Mircea Muthu
Babes-Bolyai University, Cluj, Romania
Le Sud-Est, une mariée en noir ?
The South-East, a ”Black-Widow”?
Abstract: Starting from four examples, the article presents in brief the contribution that South-Eastern Europe can bring to the process of European re-integration, namely, the coalescence of the three cultural strata: archaic, medieval, and modern, thanks to which Europe can re-learn its past and re-evaluate its future projects; the connection, still alive, between ear and eye, between the oral and the written cultures; the conversion of negative into positive according to the model of apophatic Orthodox philosophy; the cosmopolitan Byzantine teachings that led to a true philosophy of survival on the basis of the unvanquishable equilibrium.
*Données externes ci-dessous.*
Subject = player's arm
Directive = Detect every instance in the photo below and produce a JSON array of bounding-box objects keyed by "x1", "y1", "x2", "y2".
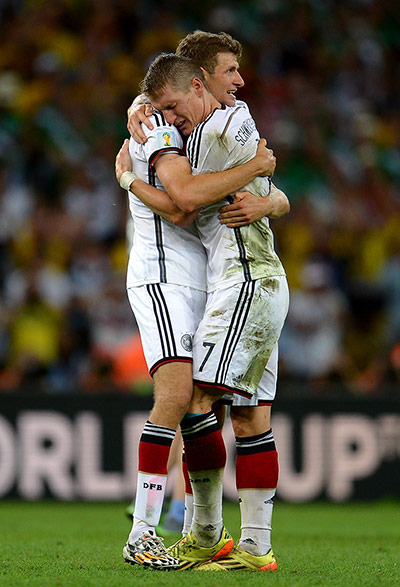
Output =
[
  {"x1": 153, "y1": 139, "x2": 275, "y2": 213},
  {"x1": 131, "y1": 180, "x2": 199, "y2": 227},
  {"x1": 117, "y1": 137, "x2": 274, "y2": 215},
  {"x1": 218, "y1": 184, "x2": 290, "y2": 227},
  {"x1": 127, "y1": 95, "x2": 153, "y2": 144},
  {"x1": 116, "y1": 140, "x2": 198, "y2": 227}
]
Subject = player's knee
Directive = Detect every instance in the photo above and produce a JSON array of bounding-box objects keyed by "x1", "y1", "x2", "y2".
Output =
[
  {"x1": 231, "y1": 417, "x2": 253, "y2": 437},
  {"x1": 230, "y1": 407, "x2": 270, "y2": 437},
  {"x1": 189, "y1": 386, "x2": 221, "y2": 414}
]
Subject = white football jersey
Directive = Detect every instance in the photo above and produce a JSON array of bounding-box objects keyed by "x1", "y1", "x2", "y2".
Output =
[
  {"x1": 186, "y1": 103, "x2": 285, "y2": 292},
  {"x1": 126, "y1": 112, "x2": 207, "y2": 291}
]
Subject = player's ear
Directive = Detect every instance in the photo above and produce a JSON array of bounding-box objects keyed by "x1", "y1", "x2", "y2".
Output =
[
  {"x1": 200, "y1": 66, "x2": 211, "y2": 85},
  {"x1": 191, "y1": 77, "x2": 204, "y2": 94}
]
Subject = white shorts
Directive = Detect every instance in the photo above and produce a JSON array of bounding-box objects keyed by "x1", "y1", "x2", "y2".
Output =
[
  {"x1": 192, "y1": 276, "x2": 289, "y2": 398},
  {"x1": 127, "y1": 284, "x2": 206, "y2": 376},
  {"x1": 221, "y1": 343, "x2": 279, "y2": 406}
]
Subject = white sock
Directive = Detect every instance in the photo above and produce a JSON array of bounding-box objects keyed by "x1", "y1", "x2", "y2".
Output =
[
  {"x1": 128, "y1": 520, "x2": 154, "y2": 544},
  {"x1": 182, "y1": 493, "x2": 193, "y2": 537},
  {"x1": 190, "y1": 468, "x2": 224, "y2": 546},
  {"x1": 128, "y1": 471, "x2": 167, "y2": 544},
  {"x1": 238, "y1": 488, "x2": 276, "y2": 556}
]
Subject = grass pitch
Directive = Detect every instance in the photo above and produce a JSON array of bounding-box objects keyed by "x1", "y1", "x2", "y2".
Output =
[{"x1": 0, "y1": 500, "x2": 398, "y2": 586}]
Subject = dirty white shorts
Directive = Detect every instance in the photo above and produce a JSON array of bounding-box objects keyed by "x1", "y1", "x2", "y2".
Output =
[{"x1": 192, "y1": 276, "x2": 289, "y2": 399}]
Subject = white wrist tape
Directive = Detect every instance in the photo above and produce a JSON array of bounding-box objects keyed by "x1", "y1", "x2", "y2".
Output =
[{"x1": 120, "y1": 171, "x2": 138, "y2": 191}]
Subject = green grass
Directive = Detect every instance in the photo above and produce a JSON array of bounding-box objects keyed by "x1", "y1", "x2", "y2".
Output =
[{"x1": 0, "y1": 500, "x2": 399, "y2": 586}]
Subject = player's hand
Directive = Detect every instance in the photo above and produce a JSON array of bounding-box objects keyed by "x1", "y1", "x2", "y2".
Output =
[
  {"x1": 115, "y1": 139, "x2": 132, "y2": 183},
  {"x1": 127, "y1": 101, "x2": 153, "y2": 144},
  {"x1": 255, "y1": 138, "x2": 276, "y2": 177},
  {"x1": 218, "y1": 191, "x2": 271, "y2": 227}
]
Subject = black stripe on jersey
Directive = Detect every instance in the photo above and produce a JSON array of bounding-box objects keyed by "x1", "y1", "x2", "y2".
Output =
[
  {"x1": 226, "y1": 194, "x2": 252, "y2": 281},
  {"x1": 234, "y1": 227, "x2": 251, "y2": 281},
  {"x1": 187, "y1": 108, "x2": 220, "y2": 169},
  {"x1": 215, "y1": 280, "x2": 256, "y2": 385},
  {"x1": 194, "y1": 115, "x2": 211, "y2": 168},
  {"x1": 220, "y1": 106, "x2": 242, "y2": 140},
  {"x1": 146, "y1": 283, "x2": 177, "y2": 357},
  {"x1": 154, "y1": 215, "x2": 166, "y2": 282},
  {"x1": 152, "y1": 111, "x2": 161, "y2": 127},
  {"x1": 186, "y1": 114, "x2": 204, "y2": 166},
  {"x1": 152, "y1": 111, "x2": 168, "y2": 127},
  {"x1": 148, "y1": 163, "x2": 156, "y2": 187},
  {"x1": 147, "y1": 166, "x2": 167, "y2": 283},
  {"x1": 221, "y1": 197, "x2": 252, "y2": 281}
]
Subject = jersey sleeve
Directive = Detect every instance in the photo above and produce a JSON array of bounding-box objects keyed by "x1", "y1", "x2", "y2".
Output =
[{"x1": 142, "y1": 115, "x2": 183, "y2": 167}]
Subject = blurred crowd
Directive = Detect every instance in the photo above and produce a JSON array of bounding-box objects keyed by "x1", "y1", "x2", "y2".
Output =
[{"x1": 0, "y1": 0, "x2": 399, "y2": 396}]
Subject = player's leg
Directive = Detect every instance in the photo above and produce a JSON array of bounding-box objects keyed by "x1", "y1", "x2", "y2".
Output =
[
  {"x1": 183, "y1": 385, "x2": 227, "y2": 540},
  {"x1": 227, "y1": 288, "x2": 286, "y2": 570},
  {"x1": 179, "y1": 401, "x2": 226, "y2": 537},
  {"x1": 181, "y1": 449, "x2": 193, "y2": 536},
  {"x1": 124, "y1": 284, "x2": 204, "y2": 569},
  {"x1": 159, "y1": 430, "x2": 186, "y2": 535},
  {"x1": 231, "y1": 404, "x2": 278, "y2": 555},
  {"x1": 194, "y1": 277, "x2": 288, "y2": 572},
  {"x1": 182, "y1": 279, "x2": 271, "y2": 553},
  {"x1": 195, "y1": 367, "x2": 280, "y2": 572},
  {"x1": 123, "y1": 361, "x2": 193, "y2": 569},
  {"x1": 169, "y1": 384, "x2": 234, "y2": 565},
  {"x1": 129, "y1": 361, "x2": 193, "y2": 541},
  {"x1": 206, "y1": 349, "x2": 281, "y2": 571},
  {"x1": 169, "y1": 279, "x2": 260, "y2": 563},
  {"x1": 170, "y1": 277, "x2": 288, "y2": 565},
  {"x1": 125, "y1": 428, "x2": 185, "y2": 528}
]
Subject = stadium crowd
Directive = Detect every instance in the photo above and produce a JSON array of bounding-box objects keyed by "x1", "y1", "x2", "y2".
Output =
[{"x1": 0, "y1": 0, "x2": 399, "y2": 395}]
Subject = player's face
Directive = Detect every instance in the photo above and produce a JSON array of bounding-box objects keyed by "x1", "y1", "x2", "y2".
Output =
[
  {"x1": 151, "y1": 83, "x2": 204, "y2": 136},
  {"x1": 202, "y1": 52, "x2": 244, "y2": 106}
]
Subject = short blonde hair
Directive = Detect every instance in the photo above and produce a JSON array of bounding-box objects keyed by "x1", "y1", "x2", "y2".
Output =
[{"x1": 140, "y1": 53, "x2": 207, "y2": 100}]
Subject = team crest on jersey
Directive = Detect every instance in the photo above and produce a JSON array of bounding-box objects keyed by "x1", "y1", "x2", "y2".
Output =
[
  {"x1": 157, "y1": 131, "x2": 176, "y2": 148},
  {"x1": 180, "y1": 334, "x2": 193, "y2": 352}
]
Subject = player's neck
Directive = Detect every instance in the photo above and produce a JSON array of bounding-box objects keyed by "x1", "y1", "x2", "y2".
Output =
[{"x1": 201, "y1": 94, "x2": 223, "y2": 122}]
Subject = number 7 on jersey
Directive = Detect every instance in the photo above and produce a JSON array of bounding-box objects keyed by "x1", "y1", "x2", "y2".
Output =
[{"x1": 198, "y1": 341, "x2": 215, "y2": 372}]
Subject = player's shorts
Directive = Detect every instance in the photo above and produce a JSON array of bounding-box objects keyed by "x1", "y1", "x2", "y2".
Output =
[
  {"x1": 221, "y1": 342, "x2": 279, "y2": 406},
  {"x1": 192, "y1": 276, "x2": 289, "y2": 399},
  {"x1": 127, "y1": 283, "x2": 206, "y2": 376}
]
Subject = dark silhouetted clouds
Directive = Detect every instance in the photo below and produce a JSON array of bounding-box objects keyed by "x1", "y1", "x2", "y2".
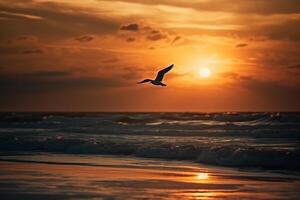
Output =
[
  {"x1": 0, "y1": 73, "x2": 124, "y2": 94},
  {"x1": 287, "y1": 64, "x2": 300, "y2": 69},
  {"x1": 171, "y1": 36, "x2": 182, "y2": 45},
  {"x1": 255, "y1": 19, "x2": 300, "y2": 42},
  {"x1": 147, "y1": 30, "x2": 166, "y2": 41},
  {"x1": 22, "y1": 48, "x2": 44, "y2": 54},
  {"x1": 15, "y1": 35, "x2": 31, "y2": 41},
  {"x1": 222, "y1": 72, "x2": 300, "y2": 106},
  {"x1": 120, "y1": 23, "x2": 139, "y2": 31},
  {"x1": 0, "y1": 2, "x2": 120, "y2": 40},
  {"x1": 29, "y1": 70, "x2": 72, "y2": 77},
  {"x1": 126, "y1": 37, "x2": 136, "y2": 42},
  {"x1": 75, "y1": 35, "x2": 94, "y2": 42},
  {"x1": 102, "y1": 58, "x2": 120, "y2": 63},
  {"x1": 236, "y1": 43, "x2": 248, "y2": 48}
]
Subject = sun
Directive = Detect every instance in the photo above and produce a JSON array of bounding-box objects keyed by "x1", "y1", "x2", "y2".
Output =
[
  {"x1": 199, "y1": 68, "x2": 211, "y2": 78},
  {"x1": 196, "y1": 172, "x2": 209, "y2": 180}
]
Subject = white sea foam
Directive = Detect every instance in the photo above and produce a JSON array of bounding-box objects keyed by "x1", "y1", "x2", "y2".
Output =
[{"x1": 0, "y1": 112, "x2": 300, "y2": 171}]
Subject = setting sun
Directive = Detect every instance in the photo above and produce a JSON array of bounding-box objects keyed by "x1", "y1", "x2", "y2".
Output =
[
  {"x1": 199, "y1": 68, "x2": 211, "y2": 78},
  {"x1": 196, "y1": 172, "x2": 209, "y2": 180}
]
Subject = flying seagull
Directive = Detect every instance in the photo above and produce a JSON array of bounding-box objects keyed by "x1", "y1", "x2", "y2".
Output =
[{"x1": 138, "y1": 64, "x2": 174, "y2": 86}]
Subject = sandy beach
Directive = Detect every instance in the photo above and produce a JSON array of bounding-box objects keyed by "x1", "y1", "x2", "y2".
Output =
[{"x1": 0, "y1": 153, "x2": 299, "y2": 200}]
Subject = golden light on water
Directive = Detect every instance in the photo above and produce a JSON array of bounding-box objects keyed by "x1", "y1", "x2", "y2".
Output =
[{"x1": 196, "y1": 172, "x2": 209, "y2": 180}]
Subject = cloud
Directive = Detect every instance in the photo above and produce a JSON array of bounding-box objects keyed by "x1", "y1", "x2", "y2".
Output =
[
  {"x1": 102, "y1": 58, "x2": 120, "y2": 63},
  {"x1": 15, "y1": 35, "x2": 33, "y2": 41},
  {"x1": 236, "y1": 43, "x2": 248, "y2": 48},
  {"x1": 119, "y1": 24, "x2": 171, "y2": 43},
  {"x1": 0, "y1": 10, "x2": 44, "y2": 20},
  {"x1": 0, "y1": 73, "x2": 124, "y2": 94},
  {"x1": 75, "y1": 35, "x2": 94, "y2": 42},
  {"x1": 243, "y1": 79, "x2": 300, "y2": 101},
  {"x1": 147, "y1": 30, "x2": 167, "y2": 41},
  {"x1": 111, "y1": 0, "x2": 300, "y2": 15},
  {"x1": 29, "y1": 70, "x2": 72, "y2": 77},
  {"x1": 170, "y1": 36, "x2": 182, "y2": 45},
  {"x1": 251, "y1": 19, "x2": 300, "y2": 42},
  {"x1": 121, "y1": 66, "x2": 145, "y2": 80},
  {"x1": 21, "y1": 48, "x2": 44, "y2": 54},
  {"x1": 5, "y1": 35, "x2": 39, "y2": 46},
  {"x1": 126, "y1": 37, "x2": 136, "y2": 42},
  {"x1": 222, "y1": 72, "x2": 300, "y2": 105},
  {"x1": 0, "y1": 2, "x2": 120, "y2": 40},
  {"x1": 288, "y1": 64, "x2": 300, "y2": 69},
  {"x1": 222, "y1": 72, "x2": 252, "y2": 81},
  {"x1": 120, "y1": 23, "x2": 139, "y2": 31}
]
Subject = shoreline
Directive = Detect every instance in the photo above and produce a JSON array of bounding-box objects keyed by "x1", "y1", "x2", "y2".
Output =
[{"x1": 1, "y1": 153, "x2": 299, "y2": 199}]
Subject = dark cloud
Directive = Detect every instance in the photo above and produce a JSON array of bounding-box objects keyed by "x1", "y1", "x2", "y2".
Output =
[
  {"x1": 120, "y1": 23, "x2": 139, "y2": 31},
  {"x1": 0, "y1": 3, "x2": 120, "y2": 40},
  {"x1": 236, "y1": 43, "x2": 248, "y2": 48},
  {"x1": 251, "y1": 19, "x2": 300, "y2": 42},
  {"x1": 0, "y1": 73, "x2": 124, "y2": 94},
  {"x1": 147, "y1": 30, "x2": 167, "y2": 41},
  {"x1": 170, "y1": 36, "x2": 182, "y2": 45},
  {"x1": 15, "y1": 35, "x2": 31, "y2": 41},
  {"x1": 6, "y1": 35, "x2": 38, "y2": 45},
  {"x1": 120, "y1": 71, "x2": 139, "y2": 80},
  {"x1": 288, "y1": 64, "x2": 300, "y2": 69},
  {"x1": 222, "y1": 72, "x2": 300, "y2": 106},
  {"x1": 241, "y1": 78, "x2": 300, "y2": 104},
  {"x1": 102, "y1": 58, "x2": 120, "y2": 63},
  {"x1": 75, "y1": 35, "x2": 94, "y2": 42},
  {"x1": 29, "y1": 70, "x2": 72, "y2": 77},
  {"x1": 121, "y1": 67, "x2": 145, "y2": 80},
  {"x1": 126, "y1": 37, "x2": 136, "y2": 42},
  {"x1": 21, "y1": 48, "x2": 43, "y2": 54},
  {"x1": 150, "y1": 30, "x2": 160, "y2": 34}
]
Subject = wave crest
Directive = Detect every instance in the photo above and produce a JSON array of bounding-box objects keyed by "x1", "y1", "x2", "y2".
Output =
[{"x1": 1, "y1": 135, "x2": 299, "y2": 171}]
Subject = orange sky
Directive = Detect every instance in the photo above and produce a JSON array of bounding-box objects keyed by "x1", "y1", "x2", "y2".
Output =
[{"x1": 0, "y1": 0, "x2": 300, "y2": 111}]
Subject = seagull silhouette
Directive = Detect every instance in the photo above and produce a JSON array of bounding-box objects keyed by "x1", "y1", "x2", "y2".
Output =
[{"x1": 138, "y1": 64, "x2": 174, "y2": 86}]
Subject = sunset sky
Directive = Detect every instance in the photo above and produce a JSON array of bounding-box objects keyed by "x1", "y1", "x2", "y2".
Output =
[{"x1": 1, "y1": 0, "x2": 300, "y2": 112}]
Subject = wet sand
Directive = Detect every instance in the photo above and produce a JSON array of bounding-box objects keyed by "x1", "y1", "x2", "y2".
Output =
[{"x1": 0, "y1": 153, "x2": 299, "y2": 199}]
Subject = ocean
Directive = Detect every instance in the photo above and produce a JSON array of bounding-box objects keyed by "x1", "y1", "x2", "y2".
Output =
[
  {"x1": 1, "y1": 112, "x2": 299, "y2": 171},
  {"x1": 0, "y1": 112, "x2": 300, "y2": 199}
]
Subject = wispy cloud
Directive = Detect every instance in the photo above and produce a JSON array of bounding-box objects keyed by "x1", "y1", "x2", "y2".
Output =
[
  {"x1": 0, "y1": 10, "x2": 44, "y2": 20},
  {"x1": 75, "y1": 35, "x2": 94, "y2": 42},
  {"x1": 21, "y1": 48, "x2": 44, "y2": 54}
]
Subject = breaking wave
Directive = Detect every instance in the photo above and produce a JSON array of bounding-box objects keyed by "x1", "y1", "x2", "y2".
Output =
[{"x1": 1, "y1": 112, "x2": 300, "y2": 171}]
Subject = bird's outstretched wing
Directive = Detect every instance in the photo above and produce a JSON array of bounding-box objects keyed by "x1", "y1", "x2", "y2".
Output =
[
  {"x1": 138, "y1": 79, "x2": 152, "y2": 84},
  {"x1": 155, "y1": 64, "x2": 174, "y2": 82}
]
Keywords: South-Eastern Europe, Balkanism, cultural identity, stereotypes, hostile imagination.
Quel est l’apport du Sud-Est dans le processus de (ré)intégration européenne ? Où devrait-on chercher « les battements du cœur » de ce complexe de nations, maintenu depuis des siècles dans une condition périphérique face au centre dont se réclame l’Occident ? Une réponse générale ne pourrait être qu’assertive ; elle ne ferait que survoler ce puzzle multiethnique, cependant qu’un inventaire détaillé – et forcément incomplet – risquerait d’occulter les dimensions réelles qui en font la toile de fond. L’idée récurrente, par ailleurs, que le Sud-Est d’aujourd’hui constituerait du point de vue socio-économique une charge démesurée pour l’Occident, car il ne saurait sortir pour longtemps de son existence larvaire, entretenue par les tensions ethniques, cette idée, donc, nourrit la méfiance déjà ancienne de l’Ouest (que les décennies d’après Yalta n’ont fait que rendre plus sensible). Il n’est pas moins vrai que le phénomène de l’immigration (qui suit deux axes principaux Est → Ouest et Sud → Nord), suppose à la fois des questions spécifiques concernant l’adaptation et la nécessité d’appréhender une forma mentis plus nuancée, riche en particularités fonctionnelles et de tonalité plutôt sthénique.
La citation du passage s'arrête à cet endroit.